À moins que la RASD ratifie d’elle-même un changement qui signe son expulsion de l’Union africaine, on voit mal comment pourrait le Maroc et ses parrains l’’expulser. Mais comme l’explique un des rares journalistes marocains lucide et crédible , Ali Lemtabet , le Maroc a adhéré à L’UA « pour foutre le « t’barzit », à l’intérieur de l’UA. » Mettre le chaos pour perpétuer son occupation coloniale du Sahara occidental , réprimer férocement le peuple sahraoui et exploiter ses richesses alors que la communauté internationale s’y oppose. Pour sa part l’Algérie, contrairement à la propagande haineuse marocaine a montré qu’elle n’a aucun problème avec son voisin de l’ouest et qu’elle demeure attachée à la légalité et au droit à l’autodétermination des peuples. Ramtane Lamamra, a d’ailleurs souhaité la bienvenue au Maroc au sein de l’organisation continentale en précisant que l’Algérie n’a strictement aucune réserve sur le retour du royaume dans la communauté africaine. 
Mais le Maroc n’aura pas les coudées franches une fois à l’intérieur de l’U.A. Et c’est là la principale condition à laquelle est soumis ce nouveau venu. En effet l’acte constitutif de l’UA qui impose à tout pays membre de s’astreindre au «respect des frontières existant au moment de l’accession à l’indépendance» et «défendre la souveraineté, l’intégrité territoriale et l’indépendance de ses États membres». Or, cette disposition phare de l’Union africaine est clairement foulée aux pieds par le Maroc qui colonise le territoire de la République sahraouie depuis 1975 alors que la RASD est membre à part entière de l’organisation depuis 1982 ! 

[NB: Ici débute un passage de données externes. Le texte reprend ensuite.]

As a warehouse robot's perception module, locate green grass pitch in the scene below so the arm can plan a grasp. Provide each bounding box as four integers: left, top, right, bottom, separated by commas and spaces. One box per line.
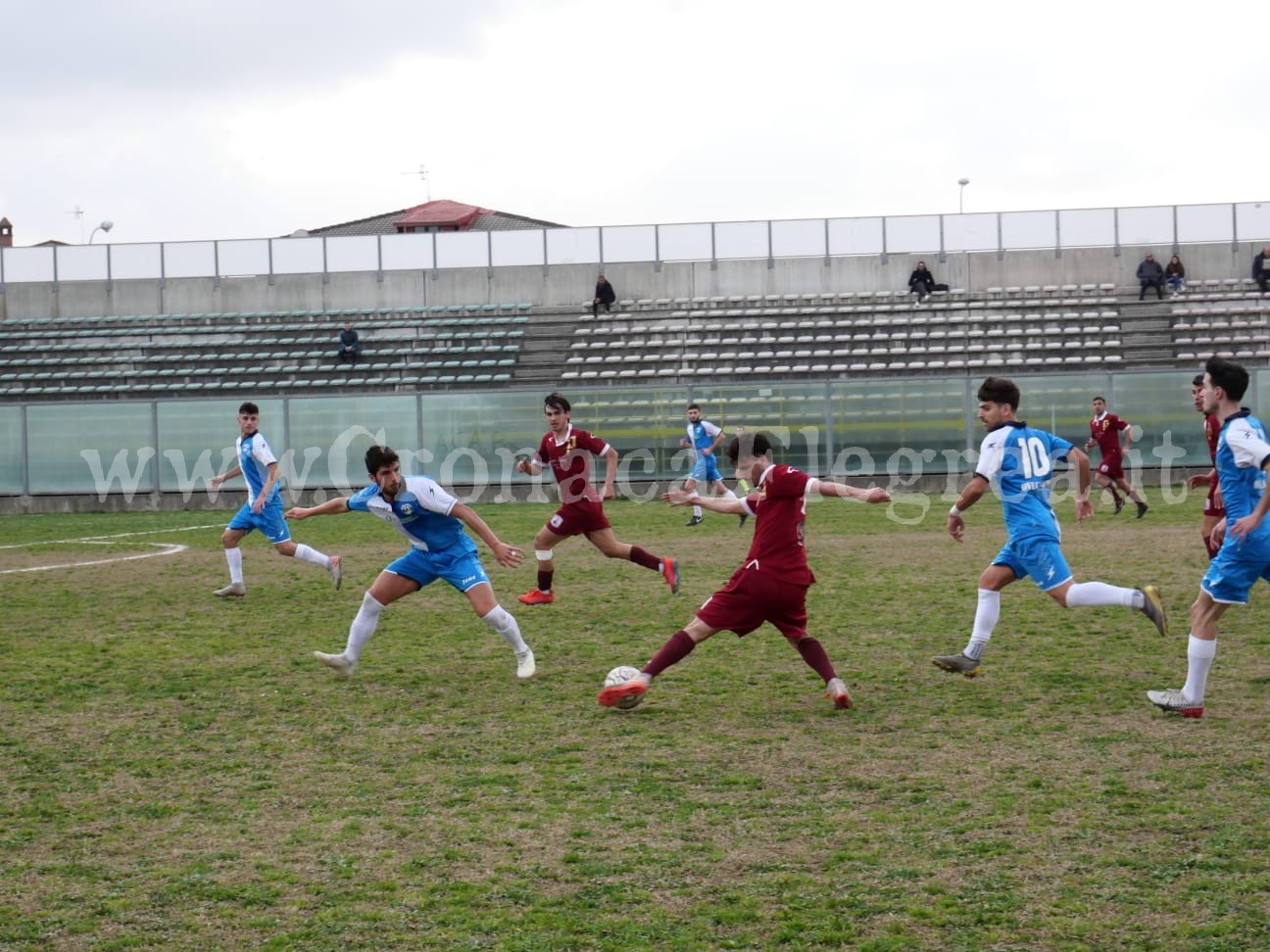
0, 493, 1270, 952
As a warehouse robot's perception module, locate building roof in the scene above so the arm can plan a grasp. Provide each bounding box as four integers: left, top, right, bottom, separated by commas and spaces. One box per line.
308, 198, 562, 236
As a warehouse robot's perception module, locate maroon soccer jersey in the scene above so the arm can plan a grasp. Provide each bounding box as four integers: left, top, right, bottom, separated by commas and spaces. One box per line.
1090, 413, 1129, 463
746, 466, 815, 585
539, 426, 609, 505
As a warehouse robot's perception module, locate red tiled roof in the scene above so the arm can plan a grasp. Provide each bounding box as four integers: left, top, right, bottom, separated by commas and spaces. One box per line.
392, 198, 493, 231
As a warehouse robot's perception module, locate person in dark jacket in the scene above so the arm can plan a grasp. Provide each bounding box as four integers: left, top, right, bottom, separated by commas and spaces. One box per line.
335, 321, 362, 367
1138, 253, 1164, 301
1252, 245, 1270, 295
1164, 255, 1186, 297
908, 262, 935, 304
591, 274, 617, 316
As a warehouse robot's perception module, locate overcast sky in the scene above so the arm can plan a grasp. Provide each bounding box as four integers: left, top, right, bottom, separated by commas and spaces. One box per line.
0, 0, 1270, 245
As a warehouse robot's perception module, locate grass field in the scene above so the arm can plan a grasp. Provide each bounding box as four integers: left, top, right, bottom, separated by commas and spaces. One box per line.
0, 487, 1270, 951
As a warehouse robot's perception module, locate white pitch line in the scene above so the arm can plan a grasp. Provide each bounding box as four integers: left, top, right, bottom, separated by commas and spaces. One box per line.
0, 543, 189, 575
0, 522, 224, 549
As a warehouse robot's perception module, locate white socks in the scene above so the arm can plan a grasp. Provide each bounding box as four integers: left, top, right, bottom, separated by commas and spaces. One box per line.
481, 605, 529, 655
296, 544, 330, 569
961, 589, 1001, 660
1067, 582, 1147, 608
224, 546, 243, 585
1183, 635, 1217, 707
345, 596, 383, 661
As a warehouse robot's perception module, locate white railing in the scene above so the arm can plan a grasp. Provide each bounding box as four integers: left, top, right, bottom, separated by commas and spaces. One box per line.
0, 202, 1270, 291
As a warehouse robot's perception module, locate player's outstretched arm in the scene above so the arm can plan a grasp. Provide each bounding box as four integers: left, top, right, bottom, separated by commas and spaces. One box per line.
283, 497, 348, 520
661, 489, 750, 515
948, 476, 988, 542
450, 502, 524, 569
1230, 459, 1270, 542
600, 447, 617, 500
1067, 447, 1094, 526
1186, 470, 1217, 489
815, 480, 890, 502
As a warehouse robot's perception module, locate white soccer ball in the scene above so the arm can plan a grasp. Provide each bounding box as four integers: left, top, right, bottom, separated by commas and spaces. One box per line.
605, 664, 644, 711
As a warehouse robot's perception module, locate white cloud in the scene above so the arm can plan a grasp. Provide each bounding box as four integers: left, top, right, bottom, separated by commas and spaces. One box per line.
0, 0, 1267, 244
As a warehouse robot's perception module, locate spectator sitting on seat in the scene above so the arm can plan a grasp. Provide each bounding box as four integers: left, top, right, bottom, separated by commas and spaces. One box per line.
335, 321, 362, 367
591, 274, 617, 316
908, 262, 935, 304
1138, 252, 1164, 301
1164, 255, 1186, 297
1252, 245, 1270, 295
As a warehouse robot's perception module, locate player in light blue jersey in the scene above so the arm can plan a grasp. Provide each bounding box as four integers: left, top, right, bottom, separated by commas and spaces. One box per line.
287, 446, 536, 678
1147, 357, 1270, 717
209, 402, 343, 597
931, 377, 1168, 678
679, 404, 746, 526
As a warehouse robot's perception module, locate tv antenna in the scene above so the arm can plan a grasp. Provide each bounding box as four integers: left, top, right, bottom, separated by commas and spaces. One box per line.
402, 165, 432, 202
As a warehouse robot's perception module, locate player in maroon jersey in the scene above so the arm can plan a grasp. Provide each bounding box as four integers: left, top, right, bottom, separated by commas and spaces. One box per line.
600, 433, 890, 707
1186, 373, 1226, 558
515, 394, 679, 605
1085, 398, 1148, 519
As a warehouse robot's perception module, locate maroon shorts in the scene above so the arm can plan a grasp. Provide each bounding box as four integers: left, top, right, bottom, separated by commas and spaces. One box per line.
1099, 459, 1124, 480
698, 569, 806, 639
548, 499, 610, 539
1204, 480, 1226, 519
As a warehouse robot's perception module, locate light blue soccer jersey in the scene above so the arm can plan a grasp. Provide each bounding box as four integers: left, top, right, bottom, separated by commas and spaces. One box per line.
236, 432, 282, 505
974, 420, 1072, 540
1217, 410, 1270, 550
348, 476, 476, 554
687, 420, 722, 455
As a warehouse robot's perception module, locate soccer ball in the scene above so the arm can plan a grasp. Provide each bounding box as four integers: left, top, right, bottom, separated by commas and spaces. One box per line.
605, 664, 644, 711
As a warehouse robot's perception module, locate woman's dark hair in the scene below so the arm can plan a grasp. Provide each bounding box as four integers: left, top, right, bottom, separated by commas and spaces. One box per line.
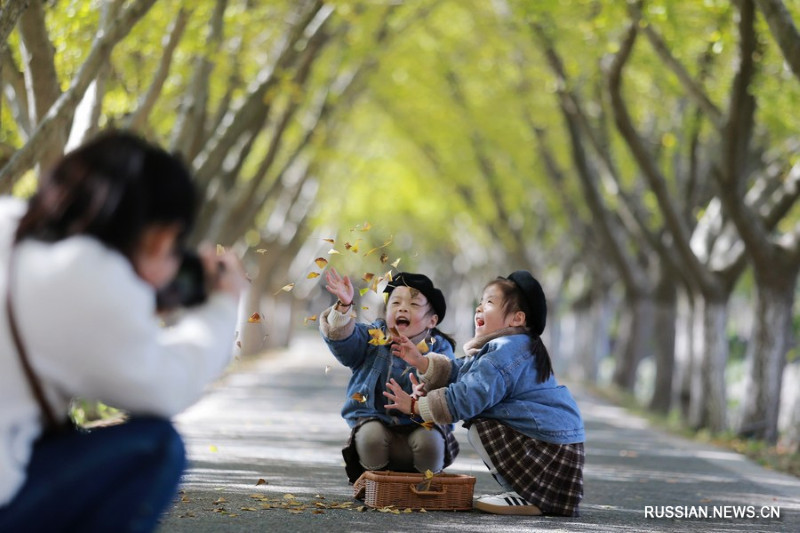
486, 278, 553, 383
16, 131, 197, 258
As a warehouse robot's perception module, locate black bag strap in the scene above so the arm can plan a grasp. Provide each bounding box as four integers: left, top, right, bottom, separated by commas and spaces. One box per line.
6, 248, 64, 430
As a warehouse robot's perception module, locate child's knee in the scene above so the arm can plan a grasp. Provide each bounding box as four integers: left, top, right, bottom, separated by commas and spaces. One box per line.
355, 420, 391, 470
408, 428, 445, 472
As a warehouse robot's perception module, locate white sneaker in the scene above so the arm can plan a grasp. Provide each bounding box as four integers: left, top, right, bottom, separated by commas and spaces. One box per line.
474, 491, 542, 516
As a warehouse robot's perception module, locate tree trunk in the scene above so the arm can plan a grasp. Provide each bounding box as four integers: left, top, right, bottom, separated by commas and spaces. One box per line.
739, 274, 797, 443
675, 292, 699, 422
611, 295, 654, 392
689, 296, 728, 433
650, 275, 678, 414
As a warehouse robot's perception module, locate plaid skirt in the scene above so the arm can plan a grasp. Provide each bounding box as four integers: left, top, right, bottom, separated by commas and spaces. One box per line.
342, 418, 459, 483
470, 418, 584, 516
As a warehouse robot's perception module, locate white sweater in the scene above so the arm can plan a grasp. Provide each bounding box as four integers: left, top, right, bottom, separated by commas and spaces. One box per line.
0, 198, 237, 506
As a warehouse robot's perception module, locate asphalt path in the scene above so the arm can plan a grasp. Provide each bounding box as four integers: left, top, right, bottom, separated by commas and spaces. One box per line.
159, 332, 800, 533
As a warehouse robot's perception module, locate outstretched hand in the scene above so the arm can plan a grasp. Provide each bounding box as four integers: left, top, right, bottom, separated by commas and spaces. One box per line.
325, 268, 354, 304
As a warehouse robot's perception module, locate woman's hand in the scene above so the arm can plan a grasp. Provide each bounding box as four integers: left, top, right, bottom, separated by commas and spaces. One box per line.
325, 268, 354, 305
198, 245, 250, 299
383, 378, 416, 415
391, 335, 430, 374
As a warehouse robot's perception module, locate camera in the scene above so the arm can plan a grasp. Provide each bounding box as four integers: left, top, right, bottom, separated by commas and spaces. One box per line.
156, 250, 208, 311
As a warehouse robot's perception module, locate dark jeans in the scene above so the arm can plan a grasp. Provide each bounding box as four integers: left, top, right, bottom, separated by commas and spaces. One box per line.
0, 418, 186, 533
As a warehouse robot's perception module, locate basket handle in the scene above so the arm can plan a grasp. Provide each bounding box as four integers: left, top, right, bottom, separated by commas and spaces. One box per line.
409, 484, 447, 496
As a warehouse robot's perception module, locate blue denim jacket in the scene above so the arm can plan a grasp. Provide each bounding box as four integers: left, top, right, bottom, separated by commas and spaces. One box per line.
320, 318, 454, 427
444, 335, 586, 444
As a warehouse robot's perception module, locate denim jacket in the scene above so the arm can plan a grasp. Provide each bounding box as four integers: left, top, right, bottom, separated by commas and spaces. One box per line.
320, 308, 454, 428
428, 334, 586, 444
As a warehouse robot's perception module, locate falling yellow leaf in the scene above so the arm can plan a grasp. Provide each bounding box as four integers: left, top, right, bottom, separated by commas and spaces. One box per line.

Le parlement marocain a avalisé cet acte constitutif au début de ce mois en toute connaissance de cause à savoir qu’il est légalement tenu de défendre tous les membres de l’UA y compris la République sahraouie qu’il a annexée dans les faits. Il s’est engagé aussi à ne pas remettre en cause les frontières des pays membres. De fait, c’est une situation inédite car la Constitution marocaine de 2011 , comme le relève l’avis du conseiller juridique de l’UA , stipule : la « défense de l’intégrité territoriale [du MAROC ] dans ses frontières+ authentiques+», comprendre celles qui englobent le territoire du Sahara occidental. Cet état de fait crée un problème juridique quasi insoluble. Le Maroc va faire du lobbying avec ses amis francophones pour réunir les deux tiers des membres de l’organisation pour exiger l’amendement de l’acte constitutif de l’Union africaine qui lui permettrait, rêve –t-il de pouvoir voter l’exclusion ou le gel de la RASD. 
L’Algérie et tous les pays qui soutiennent le droit du peuple sahraoui à s’autodéterminer n’ignorent pas ce plan du royaume qui est un secret de polichinelle. Rabat va tout mettre en œuvre avec ses nombreux alliés en Afrique pour obtenir le vote d’une motion excluant la RASD. Mais ceci n’est simple que sur papier. Les amis de la RASD ne resteront pas les bras croisés. La vraie bataille diplomatique pour les Sahraouis ne fait que commencer.